This work comes at a significant period in the life of Souza – at a time when Souza as
an Indian artist, was striving to make a name for himself critically and commercially
in London. This piece was painted in 1956, a year after the artist finally broke
into the London art scene when Victor Musgrave hosted his first solo exhibition
at Gallery One, then a small space he ran on Litchfield Street. In addition, Souza’s
autobiographical essay about Goa, Nirvana of a Maggot, had just been published
in the journal ‘Encounter’, edited by acclaimed poet Stephen Spender and he was
making waves in the literary world as well.
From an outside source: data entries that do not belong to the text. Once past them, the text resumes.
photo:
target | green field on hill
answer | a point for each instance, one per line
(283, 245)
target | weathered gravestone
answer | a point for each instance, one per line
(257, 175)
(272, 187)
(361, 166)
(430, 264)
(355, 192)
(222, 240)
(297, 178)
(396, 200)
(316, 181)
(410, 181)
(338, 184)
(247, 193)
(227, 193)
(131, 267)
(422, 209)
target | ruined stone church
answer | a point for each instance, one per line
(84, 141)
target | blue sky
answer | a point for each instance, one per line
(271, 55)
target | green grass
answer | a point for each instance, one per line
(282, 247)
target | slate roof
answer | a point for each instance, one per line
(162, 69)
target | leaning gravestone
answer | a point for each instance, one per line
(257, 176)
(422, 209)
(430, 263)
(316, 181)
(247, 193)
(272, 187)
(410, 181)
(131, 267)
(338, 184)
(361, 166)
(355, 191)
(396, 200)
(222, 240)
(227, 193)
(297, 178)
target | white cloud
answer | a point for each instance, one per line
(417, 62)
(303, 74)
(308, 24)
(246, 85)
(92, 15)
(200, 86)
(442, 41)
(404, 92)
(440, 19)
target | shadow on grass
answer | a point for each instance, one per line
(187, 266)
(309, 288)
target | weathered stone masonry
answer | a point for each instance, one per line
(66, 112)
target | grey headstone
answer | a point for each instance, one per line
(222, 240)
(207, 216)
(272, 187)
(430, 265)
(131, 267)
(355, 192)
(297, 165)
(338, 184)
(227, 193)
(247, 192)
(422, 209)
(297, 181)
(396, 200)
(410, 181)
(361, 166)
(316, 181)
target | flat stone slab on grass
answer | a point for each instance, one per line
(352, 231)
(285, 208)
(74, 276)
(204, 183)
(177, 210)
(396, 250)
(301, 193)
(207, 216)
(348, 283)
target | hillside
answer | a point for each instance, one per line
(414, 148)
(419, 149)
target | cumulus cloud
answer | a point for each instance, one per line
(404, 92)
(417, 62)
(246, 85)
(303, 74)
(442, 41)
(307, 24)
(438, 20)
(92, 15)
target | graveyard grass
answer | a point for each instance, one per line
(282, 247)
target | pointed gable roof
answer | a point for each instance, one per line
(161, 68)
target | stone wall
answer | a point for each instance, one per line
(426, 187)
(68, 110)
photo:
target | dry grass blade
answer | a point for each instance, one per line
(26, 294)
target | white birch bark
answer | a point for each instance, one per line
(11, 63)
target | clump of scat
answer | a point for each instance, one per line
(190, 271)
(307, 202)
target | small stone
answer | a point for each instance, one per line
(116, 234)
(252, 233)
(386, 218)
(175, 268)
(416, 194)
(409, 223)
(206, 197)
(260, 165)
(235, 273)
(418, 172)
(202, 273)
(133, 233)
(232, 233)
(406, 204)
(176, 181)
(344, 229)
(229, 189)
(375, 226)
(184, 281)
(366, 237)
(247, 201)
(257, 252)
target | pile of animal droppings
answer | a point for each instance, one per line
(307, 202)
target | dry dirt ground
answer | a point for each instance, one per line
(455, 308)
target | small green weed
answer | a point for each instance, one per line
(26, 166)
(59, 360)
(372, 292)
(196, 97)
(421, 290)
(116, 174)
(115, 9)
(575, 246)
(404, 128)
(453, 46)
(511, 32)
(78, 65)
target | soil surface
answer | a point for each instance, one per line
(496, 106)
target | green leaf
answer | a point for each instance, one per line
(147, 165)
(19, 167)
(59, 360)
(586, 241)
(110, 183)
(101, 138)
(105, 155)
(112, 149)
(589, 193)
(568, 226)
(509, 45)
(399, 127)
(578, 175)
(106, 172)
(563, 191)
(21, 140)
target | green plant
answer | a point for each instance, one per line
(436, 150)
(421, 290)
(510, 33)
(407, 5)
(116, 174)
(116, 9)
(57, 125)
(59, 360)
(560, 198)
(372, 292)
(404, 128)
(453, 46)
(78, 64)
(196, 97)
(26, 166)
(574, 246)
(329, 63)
This particular piece is also significant in terms of its style. Though Souza employed
his characteristic heavy impasto and the black lines in its creation, this work is
particularly significant in its lack of violence and disfiguration of the central
character. Combining his iconic townscapes with his equally infamous heads, it
seems at first that Souza has forsaken the eroticism, satire and religious commentary
that were his trademarks at the time, for a simple man about town, dressed in a suit
and tie.
However, on closer inspection, it seems the artist is indeed making a comment in
this work, though implicitly rather than through coarse satire. This piece captures
the circumscribed life of a town dweller, who, wearing a defeated expression, seems
subsumed by the dreariness and drudgery of everyday life over which he can exercise
no control. Souza evokes a number of emotions through this man – compassion and
anger to name a few – as well as introspection about the viewer’s own life.
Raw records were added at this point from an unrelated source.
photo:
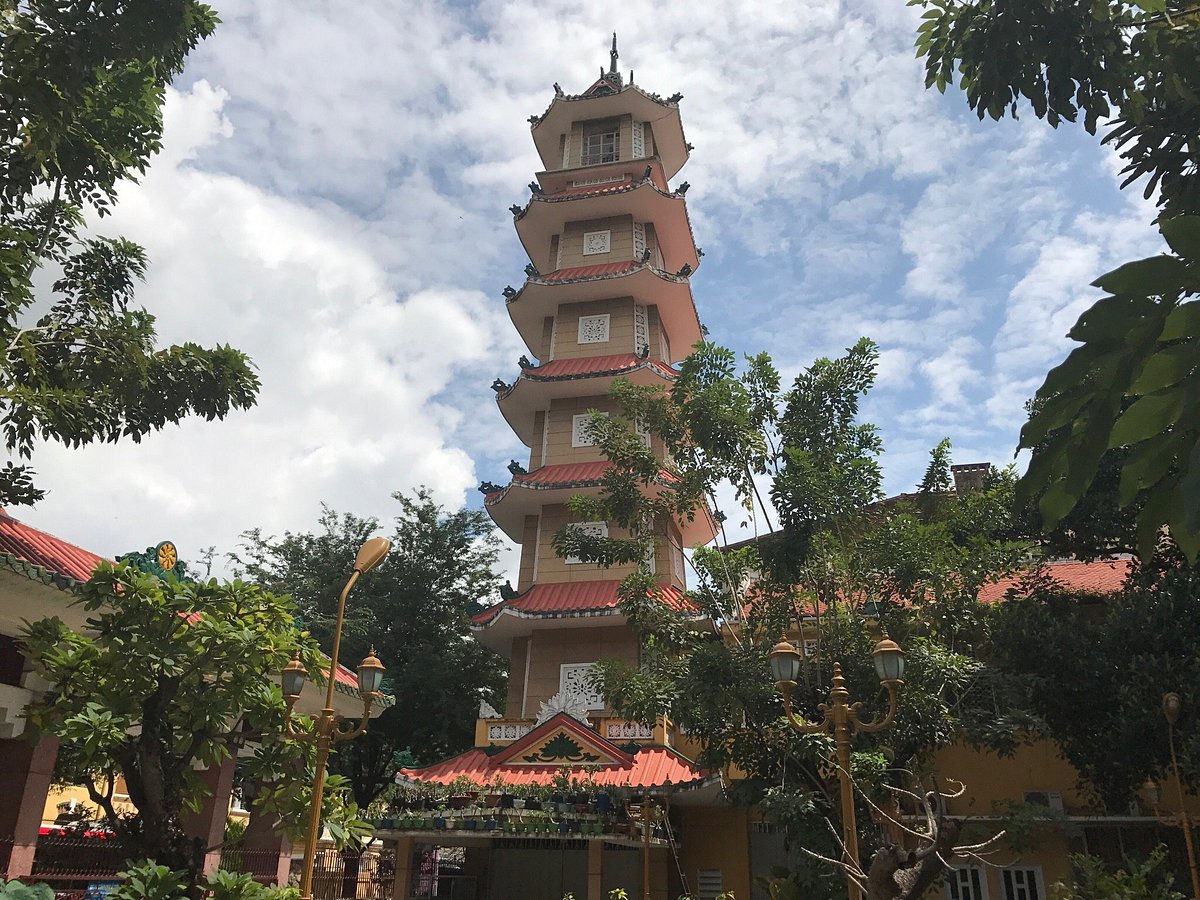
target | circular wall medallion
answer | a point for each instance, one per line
(167, 555)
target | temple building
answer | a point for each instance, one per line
(607, 295)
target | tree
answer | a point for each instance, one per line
(841, 559)
(414, 611)
(82, 89)
(1123, 652)
(1126, 399)
(168, 676)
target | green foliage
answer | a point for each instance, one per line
(233, 886)
(1137, 64)
(1140, 880)
(81, 111)
(147, 880)
(413, 610)
(1096, 675)
(19, 891)
(1132, 385)
(841, 562)
(161, 684)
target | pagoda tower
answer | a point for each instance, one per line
(607, 295)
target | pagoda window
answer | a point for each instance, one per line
(576, 678)
(593, 329)
(595, 243)
(592, 529)
(601, 143)
(641, 329)
(581, 430)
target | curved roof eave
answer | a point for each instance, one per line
(546, 216)
(648, 285)
(565, 109)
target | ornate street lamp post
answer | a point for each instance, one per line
(841, 720)
(327, 727)
(1171, 706)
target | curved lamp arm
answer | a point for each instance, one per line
(797, 723)
(876, 724)
(360, 729)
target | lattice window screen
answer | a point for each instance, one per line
(593, 329)
(709, 883)
(574, 677)
(581, 430)
(595, 529)
(641, 328)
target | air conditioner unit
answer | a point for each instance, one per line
(1050, 799)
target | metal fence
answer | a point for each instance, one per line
(78, 865)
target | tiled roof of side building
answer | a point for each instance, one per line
(75, 564)
(1101, 576)
(571, 597)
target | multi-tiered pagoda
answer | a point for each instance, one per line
(607, 295)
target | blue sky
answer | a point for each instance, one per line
(333, 198)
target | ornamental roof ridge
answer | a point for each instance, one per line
(535, 120)
(599, 190)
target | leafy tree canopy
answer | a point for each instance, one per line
(171, 677)
(413, 610)
(841, 561)
(1125, 405)
(81, 111)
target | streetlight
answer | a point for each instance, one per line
(327, 727)
(1171, 706)
(841, 719)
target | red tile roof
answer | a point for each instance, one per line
(571, 597)
(63, 558)
(615, 364)
(588, 190)
(652, 767)
(1103, 576)
(589, 271)
(45, 550)
(564, 474)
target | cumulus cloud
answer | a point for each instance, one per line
(331, 198)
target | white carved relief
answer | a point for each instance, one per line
(508, 731)
(486, 711)
(565, 701)
(597, 243)
(641, 328)
(628, 731)
(575, 678)
(593, 329)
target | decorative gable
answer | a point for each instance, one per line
(563, 742)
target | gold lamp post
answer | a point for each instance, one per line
(327, 727)
(1171, 706)
(841, 719)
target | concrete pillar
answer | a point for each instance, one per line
(267, 855)
(660, 863)
(209, 823)
(27, 771)
(595, 870)
(402, 883)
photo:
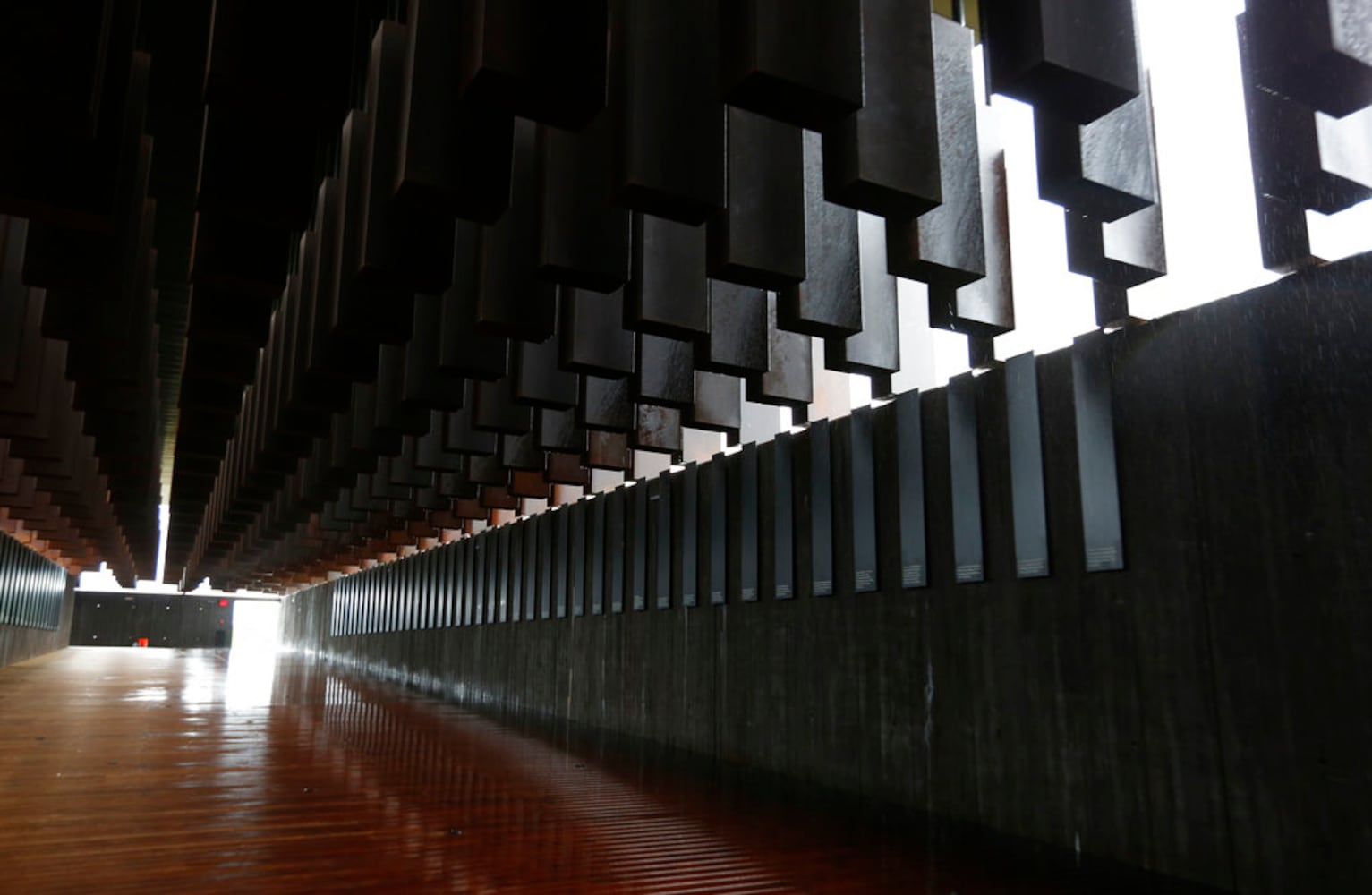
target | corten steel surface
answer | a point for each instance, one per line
(159, 771)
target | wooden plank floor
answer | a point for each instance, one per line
(159, 771)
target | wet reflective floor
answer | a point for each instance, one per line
(167, 771)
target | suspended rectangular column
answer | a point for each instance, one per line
(759, 238)
(884, 158)
(1078, 58)
(666, 102)
(828, 303)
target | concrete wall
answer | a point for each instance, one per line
(1202, 714)
(166, 621)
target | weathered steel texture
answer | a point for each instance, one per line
(718, 405)
(666, 372)
(789, 378)
(1317, 53)
(1078, 58)
(511, 300)
(759, 236)
(667, 293)
(592, 334)
(737, 338)
(537, 61)
(605, 405)
(584, 239)
(1031, 515)
(667, 108)
(947, 246)
(464, 350)
(658, 429)
(875, 350)
(884, 158)
(540, 380)
(796, 62)
(965, 481)
(1124, 252)
(1104, 169)
(828, 303)
(1093, 401)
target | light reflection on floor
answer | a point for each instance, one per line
(247, 771)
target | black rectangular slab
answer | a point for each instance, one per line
(516, 571)
(759, 238)
(947, 244)
(1104, 169)
(584, 239)
(1318, 53)
(666, 370)
(505, 566)
(635, 552)
(558, 431)
(821, 508)
(592, 334)
(496, 559)
(615, 548)
(545, 563)
(511, 300)
(828, 303)
(538, 61)
(576, 559)
(737, 338)
(1078, 58)
(660, 514)
(667, 293)
(528, 560)
(558, 571)
(658, 429)
(715, 511)
(778, 556)
(1093, 398)
(540, 380)
(862, 496)
(789, 378)
(965, 481)
(494, 409)
(463, 349)
(875, 350)
(910, 489)
(1124, 252)
(687, 524)
(748, 517)
(667, 107)
(720, 404)
(884, 158)
(461, 437)
(796, 62)
(596, 553)
(607, 404)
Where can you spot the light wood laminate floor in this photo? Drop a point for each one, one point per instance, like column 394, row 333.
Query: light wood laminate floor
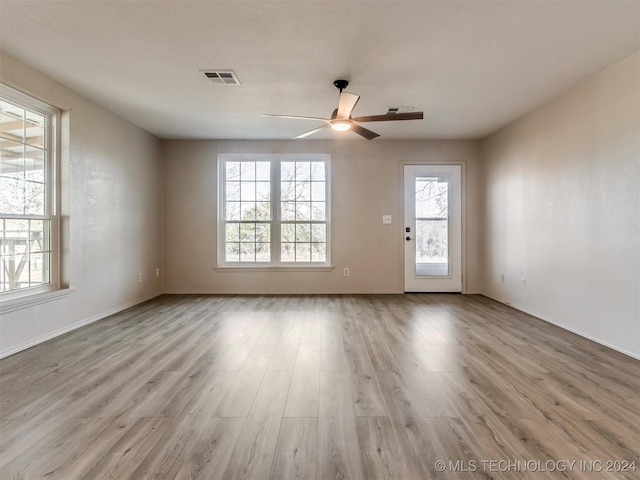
column 319, row 387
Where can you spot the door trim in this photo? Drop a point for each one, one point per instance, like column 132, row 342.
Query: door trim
column 463, row 206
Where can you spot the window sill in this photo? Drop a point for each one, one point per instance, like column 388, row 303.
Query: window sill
column 248, row 268
column 19, row 303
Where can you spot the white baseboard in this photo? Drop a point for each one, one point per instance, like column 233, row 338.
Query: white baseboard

According to Edwin Mullins, who published the first monograph on Souza in 1962,
his portraits like this one are “full of apparent contradictions: agony wit, pathos and
satire, aggression and pity. Their impact is certain but few people are able to explain what
has hit them.”
– Edwin Mullins , Souza, 1962, p.39
Alternatively, this piece, titled The Student, may be read as a satirical comment on
formal systems of education, with which Souza never had a good experience. He
was expelled first from his Jesuit high school in Bombay, thwarting his plans to
become a Catholic priest, and then, five years later, from the Sir J. J. School of Art in
the same city, cutting short his academic training as a painter. Formal education to
Souza, then, was a constraint rather than an instrument of realizing ones aspirations,
and, in that light, this work is perhaps a comment on the ‘system’, and its power to
summarily mute passions and pigeon-hole lives.